Making and Using Pottery
Potters of this tradition used a paddle-and-anvil technique, where they held a stone anvil inside the vessel and beat the walls with a wooden paddle to form the desired shape, size, and thickness. They had plain pots for cooking and storage and gray-, brown- and buff-colored vessels with elaborate designs in red paint. Later in time, they made polished red bowls and jars.
Making and Trading Special Things
Archaeologists associate certain objects and materials with Hohokam communities, though these were not necessarily used or made throughout the Hohokam world. These include palettes ground from reflective stone, stone censers, fired-clay figurines, conch shell trumpets, marine shell jewelry (especially armlets and bracelets), tiny turquoise mosaic tiles, cotton textiles, copper bells, pyrite mirrors, and macaws. Many of these were inspired by contemporaneous communities far to the south. Indeed, copper bells, mirrors, and macaws actually originated in ancient West Mexico and entered Hohokam communities through pilgrimage or trade.
Moving On and Living Differently
Hohokam traditions changed and seemingly disappeared, at least in a material sense, as immigrants from the northern and central Southwest arrived and the region’s population declined over many generations.
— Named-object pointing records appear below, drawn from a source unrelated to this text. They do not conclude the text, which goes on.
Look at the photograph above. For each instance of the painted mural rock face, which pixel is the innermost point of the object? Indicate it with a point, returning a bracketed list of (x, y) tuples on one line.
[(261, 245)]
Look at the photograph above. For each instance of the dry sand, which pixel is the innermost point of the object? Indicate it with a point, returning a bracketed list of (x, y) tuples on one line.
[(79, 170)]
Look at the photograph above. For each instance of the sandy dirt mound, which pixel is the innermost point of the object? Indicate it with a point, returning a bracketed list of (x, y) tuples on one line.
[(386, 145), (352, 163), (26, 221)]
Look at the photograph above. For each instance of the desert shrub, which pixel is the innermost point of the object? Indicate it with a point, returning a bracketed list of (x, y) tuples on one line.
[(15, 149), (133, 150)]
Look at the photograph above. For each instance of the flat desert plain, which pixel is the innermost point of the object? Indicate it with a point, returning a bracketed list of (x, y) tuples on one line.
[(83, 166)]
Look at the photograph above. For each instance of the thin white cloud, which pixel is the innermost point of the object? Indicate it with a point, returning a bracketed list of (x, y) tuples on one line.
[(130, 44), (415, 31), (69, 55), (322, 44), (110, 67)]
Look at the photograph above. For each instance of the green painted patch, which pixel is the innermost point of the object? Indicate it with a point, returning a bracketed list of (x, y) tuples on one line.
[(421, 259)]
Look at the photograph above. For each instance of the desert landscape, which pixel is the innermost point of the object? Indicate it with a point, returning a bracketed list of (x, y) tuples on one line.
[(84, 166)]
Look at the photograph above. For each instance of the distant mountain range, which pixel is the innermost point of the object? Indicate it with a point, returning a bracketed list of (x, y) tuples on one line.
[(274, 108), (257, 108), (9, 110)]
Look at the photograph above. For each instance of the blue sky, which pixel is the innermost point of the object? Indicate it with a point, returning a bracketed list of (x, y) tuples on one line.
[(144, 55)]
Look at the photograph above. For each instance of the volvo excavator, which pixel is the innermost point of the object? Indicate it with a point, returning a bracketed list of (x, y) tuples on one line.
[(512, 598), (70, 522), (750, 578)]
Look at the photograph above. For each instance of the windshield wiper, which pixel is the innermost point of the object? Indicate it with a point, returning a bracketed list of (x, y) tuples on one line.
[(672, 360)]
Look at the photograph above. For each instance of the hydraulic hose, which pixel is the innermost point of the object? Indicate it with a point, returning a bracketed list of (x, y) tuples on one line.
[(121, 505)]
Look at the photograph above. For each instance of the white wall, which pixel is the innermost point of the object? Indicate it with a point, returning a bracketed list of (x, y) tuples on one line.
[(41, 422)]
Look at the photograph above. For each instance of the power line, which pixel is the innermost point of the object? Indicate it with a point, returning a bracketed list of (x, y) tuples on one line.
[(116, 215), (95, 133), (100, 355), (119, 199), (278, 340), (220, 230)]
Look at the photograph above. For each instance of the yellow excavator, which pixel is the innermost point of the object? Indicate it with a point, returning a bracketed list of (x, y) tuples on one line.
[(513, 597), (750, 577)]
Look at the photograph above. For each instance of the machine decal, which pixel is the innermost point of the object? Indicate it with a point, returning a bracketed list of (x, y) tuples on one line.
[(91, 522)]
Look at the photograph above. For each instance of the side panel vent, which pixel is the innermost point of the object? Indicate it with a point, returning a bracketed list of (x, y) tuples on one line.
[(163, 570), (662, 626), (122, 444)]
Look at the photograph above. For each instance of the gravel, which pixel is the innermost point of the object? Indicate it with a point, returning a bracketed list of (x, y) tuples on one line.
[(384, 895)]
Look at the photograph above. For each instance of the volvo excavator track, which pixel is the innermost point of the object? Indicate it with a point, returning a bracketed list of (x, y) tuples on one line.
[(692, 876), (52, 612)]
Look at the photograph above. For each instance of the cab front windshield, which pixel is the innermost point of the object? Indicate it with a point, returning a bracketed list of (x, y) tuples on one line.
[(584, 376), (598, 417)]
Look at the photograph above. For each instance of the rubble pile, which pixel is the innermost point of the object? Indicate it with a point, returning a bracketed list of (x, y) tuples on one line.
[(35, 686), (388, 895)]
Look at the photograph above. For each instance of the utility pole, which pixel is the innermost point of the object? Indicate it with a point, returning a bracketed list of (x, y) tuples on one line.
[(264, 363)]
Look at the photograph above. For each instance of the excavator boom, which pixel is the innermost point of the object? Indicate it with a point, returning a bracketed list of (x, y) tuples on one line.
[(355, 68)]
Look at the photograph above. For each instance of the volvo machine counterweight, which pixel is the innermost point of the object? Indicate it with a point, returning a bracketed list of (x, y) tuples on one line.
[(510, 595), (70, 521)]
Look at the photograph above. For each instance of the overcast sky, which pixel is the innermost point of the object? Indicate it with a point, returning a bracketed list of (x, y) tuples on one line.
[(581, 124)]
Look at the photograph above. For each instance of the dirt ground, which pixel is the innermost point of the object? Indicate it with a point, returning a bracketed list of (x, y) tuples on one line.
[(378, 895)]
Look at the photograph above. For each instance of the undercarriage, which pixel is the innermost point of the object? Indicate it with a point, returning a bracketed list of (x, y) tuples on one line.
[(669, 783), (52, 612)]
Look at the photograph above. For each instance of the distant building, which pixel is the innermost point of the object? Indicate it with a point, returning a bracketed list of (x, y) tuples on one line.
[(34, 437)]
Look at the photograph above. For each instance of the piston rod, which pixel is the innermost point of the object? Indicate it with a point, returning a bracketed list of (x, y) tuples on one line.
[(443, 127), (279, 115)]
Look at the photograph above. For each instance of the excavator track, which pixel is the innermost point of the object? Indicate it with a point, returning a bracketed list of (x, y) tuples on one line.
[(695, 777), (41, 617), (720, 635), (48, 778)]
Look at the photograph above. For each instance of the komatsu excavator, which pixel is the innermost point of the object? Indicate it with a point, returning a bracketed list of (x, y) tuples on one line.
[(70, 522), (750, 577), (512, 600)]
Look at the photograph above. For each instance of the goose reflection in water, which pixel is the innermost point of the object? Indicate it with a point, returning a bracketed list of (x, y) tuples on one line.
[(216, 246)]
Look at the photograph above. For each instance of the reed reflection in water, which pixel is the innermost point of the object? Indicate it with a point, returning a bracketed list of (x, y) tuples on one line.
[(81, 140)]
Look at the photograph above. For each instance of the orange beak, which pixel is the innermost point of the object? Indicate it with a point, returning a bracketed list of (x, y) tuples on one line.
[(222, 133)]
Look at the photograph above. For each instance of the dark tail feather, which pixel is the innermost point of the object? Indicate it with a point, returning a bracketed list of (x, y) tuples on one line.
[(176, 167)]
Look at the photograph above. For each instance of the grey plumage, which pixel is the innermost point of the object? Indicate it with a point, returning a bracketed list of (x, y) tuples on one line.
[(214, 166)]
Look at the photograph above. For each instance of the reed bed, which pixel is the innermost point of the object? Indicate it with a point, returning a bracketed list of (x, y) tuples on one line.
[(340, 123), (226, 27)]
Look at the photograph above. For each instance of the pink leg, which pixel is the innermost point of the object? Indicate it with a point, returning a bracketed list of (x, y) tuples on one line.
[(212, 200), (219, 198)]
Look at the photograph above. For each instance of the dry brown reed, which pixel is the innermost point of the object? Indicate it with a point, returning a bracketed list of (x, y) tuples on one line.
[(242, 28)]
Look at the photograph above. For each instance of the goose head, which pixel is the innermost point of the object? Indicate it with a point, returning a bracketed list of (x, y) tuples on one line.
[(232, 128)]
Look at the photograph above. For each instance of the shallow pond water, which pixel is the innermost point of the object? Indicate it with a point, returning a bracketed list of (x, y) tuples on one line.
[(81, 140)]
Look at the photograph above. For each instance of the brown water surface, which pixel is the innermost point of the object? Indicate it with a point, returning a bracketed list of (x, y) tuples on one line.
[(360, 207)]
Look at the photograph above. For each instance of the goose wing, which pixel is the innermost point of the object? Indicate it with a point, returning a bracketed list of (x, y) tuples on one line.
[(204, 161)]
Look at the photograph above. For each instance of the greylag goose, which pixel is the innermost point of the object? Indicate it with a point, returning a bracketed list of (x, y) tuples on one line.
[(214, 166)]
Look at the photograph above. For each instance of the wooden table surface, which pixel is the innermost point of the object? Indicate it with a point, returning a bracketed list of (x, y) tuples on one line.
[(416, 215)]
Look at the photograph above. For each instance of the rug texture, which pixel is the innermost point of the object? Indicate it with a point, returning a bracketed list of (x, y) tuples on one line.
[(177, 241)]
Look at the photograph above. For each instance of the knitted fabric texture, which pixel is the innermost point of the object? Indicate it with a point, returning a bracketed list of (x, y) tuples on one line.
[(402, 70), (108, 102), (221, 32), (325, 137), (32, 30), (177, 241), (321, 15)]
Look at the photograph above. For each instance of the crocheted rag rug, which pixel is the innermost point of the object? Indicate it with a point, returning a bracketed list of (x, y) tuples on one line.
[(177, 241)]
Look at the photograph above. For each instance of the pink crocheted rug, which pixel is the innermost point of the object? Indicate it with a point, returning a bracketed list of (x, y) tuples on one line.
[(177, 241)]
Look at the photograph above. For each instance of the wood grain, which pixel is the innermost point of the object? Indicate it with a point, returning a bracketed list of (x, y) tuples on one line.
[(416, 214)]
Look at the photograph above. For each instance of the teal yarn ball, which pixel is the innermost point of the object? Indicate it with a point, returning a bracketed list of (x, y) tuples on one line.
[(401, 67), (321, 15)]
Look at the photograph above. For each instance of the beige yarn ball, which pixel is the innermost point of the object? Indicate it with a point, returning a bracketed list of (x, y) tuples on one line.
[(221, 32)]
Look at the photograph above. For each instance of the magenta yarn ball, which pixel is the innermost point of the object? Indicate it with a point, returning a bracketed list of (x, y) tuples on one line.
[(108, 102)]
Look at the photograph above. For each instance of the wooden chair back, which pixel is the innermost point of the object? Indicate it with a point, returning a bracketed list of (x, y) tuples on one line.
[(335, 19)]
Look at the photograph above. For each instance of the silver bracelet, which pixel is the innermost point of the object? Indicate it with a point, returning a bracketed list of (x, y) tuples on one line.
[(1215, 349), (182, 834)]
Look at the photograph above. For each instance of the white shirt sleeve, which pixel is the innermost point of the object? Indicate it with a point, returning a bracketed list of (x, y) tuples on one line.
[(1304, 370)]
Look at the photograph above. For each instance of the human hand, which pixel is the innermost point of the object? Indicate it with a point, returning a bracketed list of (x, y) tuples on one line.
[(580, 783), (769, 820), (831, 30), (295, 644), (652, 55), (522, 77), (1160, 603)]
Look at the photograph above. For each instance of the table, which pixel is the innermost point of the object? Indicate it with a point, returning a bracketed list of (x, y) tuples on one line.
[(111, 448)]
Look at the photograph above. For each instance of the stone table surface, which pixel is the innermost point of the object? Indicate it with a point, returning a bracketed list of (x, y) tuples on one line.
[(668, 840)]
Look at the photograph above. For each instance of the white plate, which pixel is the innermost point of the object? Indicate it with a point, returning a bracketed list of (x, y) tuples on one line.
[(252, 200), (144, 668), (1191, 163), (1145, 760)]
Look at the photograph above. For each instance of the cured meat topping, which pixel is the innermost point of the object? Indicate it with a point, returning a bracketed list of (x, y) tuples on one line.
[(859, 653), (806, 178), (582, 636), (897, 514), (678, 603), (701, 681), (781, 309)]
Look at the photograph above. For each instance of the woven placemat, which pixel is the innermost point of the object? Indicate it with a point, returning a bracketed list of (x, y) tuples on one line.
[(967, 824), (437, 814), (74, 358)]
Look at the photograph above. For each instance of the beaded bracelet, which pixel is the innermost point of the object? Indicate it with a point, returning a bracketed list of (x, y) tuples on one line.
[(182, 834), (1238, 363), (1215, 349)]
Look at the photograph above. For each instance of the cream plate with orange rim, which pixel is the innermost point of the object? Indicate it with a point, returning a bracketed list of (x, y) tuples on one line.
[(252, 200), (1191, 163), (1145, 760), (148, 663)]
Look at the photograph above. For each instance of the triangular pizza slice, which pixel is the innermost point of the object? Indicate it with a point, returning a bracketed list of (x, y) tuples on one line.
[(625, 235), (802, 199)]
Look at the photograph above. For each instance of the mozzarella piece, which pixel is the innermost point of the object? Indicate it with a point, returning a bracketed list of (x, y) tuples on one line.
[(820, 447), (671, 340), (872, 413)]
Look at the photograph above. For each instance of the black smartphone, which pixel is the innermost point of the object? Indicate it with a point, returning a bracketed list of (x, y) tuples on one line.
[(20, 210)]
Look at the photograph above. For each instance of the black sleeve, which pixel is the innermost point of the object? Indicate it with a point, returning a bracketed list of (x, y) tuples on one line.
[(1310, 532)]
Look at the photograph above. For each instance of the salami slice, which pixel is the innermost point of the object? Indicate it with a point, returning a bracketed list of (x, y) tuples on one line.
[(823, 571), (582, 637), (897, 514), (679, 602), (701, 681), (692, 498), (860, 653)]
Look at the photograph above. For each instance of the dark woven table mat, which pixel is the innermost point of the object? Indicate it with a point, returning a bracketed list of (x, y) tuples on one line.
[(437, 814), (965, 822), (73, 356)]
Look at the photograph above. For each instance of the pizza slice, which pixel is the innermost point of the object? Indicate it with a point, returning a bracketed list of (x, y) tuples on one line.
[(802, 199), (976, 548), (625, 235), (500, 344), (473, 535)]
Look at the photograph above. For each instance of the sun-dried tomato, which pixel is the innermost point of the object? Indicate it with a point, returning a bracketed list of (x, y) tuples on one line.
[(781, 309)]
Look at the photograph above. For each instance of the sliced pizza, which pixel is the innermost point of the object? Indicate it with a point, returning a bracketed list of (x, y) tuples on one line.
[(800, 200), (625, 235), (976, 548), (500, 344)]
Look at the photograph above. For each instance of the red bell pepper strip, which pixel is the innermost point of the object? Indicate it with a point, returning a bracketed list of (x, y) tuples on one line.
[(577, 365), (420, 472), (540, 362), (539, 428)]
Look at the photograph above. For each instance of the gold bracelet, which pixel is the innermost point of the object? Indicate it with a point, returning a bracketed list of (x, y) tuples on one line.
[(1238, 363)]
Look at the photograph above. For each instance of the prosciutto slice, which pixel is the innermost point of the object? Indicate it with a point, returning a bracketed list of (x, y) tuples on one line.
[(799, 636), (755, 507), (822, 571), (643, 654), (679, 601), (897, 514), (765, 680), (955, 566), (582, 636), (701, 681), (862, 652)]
A new way of thinking that incorporated local and immigrant views spread across much of the region, but not all Hohokam communities adopted this ideology, which archaeologists call “Salado.” Archaeologists do not recognize the few people still living in the area after 1450 as Hohokam, because their pottery, architecture, and way of life had changed so dramatically.
By 1500, there are so few material traces of indigenous people in the region that archaeologists infer even more drastic changes in how people were living—as mobile groups, perhaps? Still, the region’s remaining people—those ultimately encountered by Europeans such as Father Kino—are considered Huhugam, ancestors of today’s O’odham peoples.